ハピネスと企業価値の密接な関係

企業力に、「人」のもたらすパワーが問われる時代。従業員と顧客の「ダブル・ハピネス」が、企業価値に意味するものとは・・・。

もう何年も前のことになりますが、ディズニーの社外教育機関であるディズニー・インスティチュートの認定トレーナーの講演を聴く機会がありました。その際にとりわけ印象に残ったことは、「ロイヤルティ・プロフィット・チェーン」というコンセプトです。

同様なコンセプトは、「バリュー・プロフィット・チェーン」や「サービス・プロフィット・チェーン」という名前でも語られています。「顧客満足を得て、それを顧客ロイヤルティの向上、ひいては企業価値の向上につなげていくためには、まず、従業員満足、従業員ロイヤルティを獲得せねばならない」という考え方です。

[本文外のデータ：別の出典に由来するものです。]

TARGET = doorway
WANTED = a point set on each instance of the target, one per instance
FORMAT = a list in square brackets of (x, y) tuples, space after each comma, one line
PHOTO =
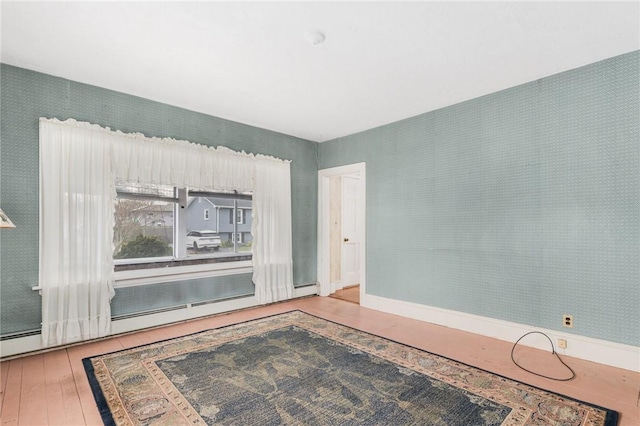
[(341, 230)]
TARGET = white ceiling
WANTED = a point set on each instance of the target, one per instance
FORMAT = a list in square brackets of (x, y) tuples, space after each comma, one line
[(251, 63)]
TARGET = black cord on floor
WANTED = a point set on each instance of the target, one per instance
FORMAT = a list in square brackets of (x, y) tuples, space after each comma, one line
[(553, 351)]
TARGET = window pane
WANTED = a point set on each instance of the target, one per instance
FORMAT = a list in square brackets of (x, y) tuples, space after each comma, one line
[(220, 235), (143, 222)]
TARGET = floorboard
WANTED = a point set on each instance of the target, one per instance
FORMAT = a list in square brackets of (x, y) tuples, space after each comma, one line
[(52, 388)]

これは、子育てに置き換えてみてもわかります。いつも虐められてばかりいる子供に、「人に優しくしなさい」といくら言い聞かせても無理なのと同じで、社内で、「感動を生むサービス」を体験していない従業員に、どうやってお客様の感動を生むサービスを創造することができるでしょうか。

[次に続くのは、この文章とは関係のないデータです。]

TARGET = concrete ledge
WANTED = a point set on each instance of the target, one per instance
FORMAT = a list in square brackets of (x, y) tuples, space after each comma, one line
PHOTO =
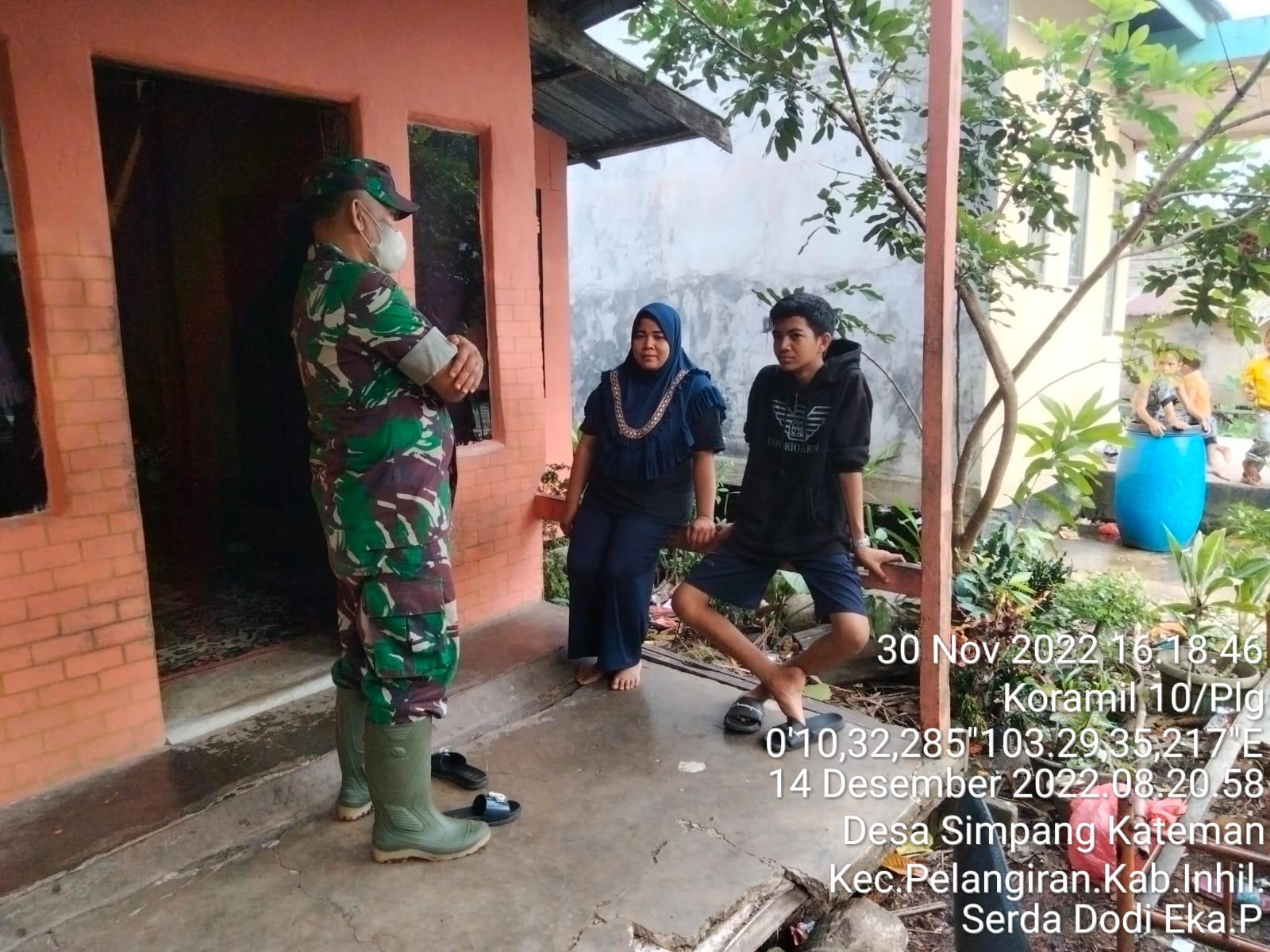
[(1221, 497)]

「感動を生むサービス」を顧客に提供できる会社の社内には、上司と部下、同僚同士という関係性に関わらず、「感動を生むサービス」が日常的に溢れているはずです。それが会社の文化になっているからこそ、サービスの精神が根付き、感性が磨かれます。

ディズニーのトレーナーの話に戻りますが、講演の中で、もうひとつ、身につまされる言葉がありました。

「従業員ハピネスは、リーダーの責務」というものです。

ハッピーな従業員こそが、ハッピーな顧客をつくることができ、ハッピーな顧客がロイヤルな顧客に転じれば、企業価値の向上につながります。だとすると、顧客の心を動かすサービスが出来ないからといって、フロントラインの従業員を責めるのは間違っている。まず、そういったサービス体験が創造されるような環境をつくることをしていない企業リーダーこそが、自らの怠慢を恥じるべきなのだ、とこの言葉は厳しく指摘します。

アメリカの流通業界では、今、まさに、サービスを軸とした企業文化の育成に焦点を置き、めきめきと頭角を表してきている会社がたくさんあります。90年代中盤から2000年にかけての、「テクノロジー至上主義」の時代を超えて、ウェブ2.0の向こう側にある次世代ビジネスの形は、「ITのパワー×人のパワー」だというのが、私の持論です。

かつて、日本という国には、「日本国家」ならではの統一された文化があり、その文化があまりにも強力であったために、企業文化ということがあまり考えられてきませんでした。日本の高度成長期には、「日本国民」という共通のアイデンティティと価値観を持った人たちが一丸となって「国を豊かにする」という共通の目標に向かって一生懸命働いたからこそ、世界の人があっと驚くような成果を出すことができたのだと思います。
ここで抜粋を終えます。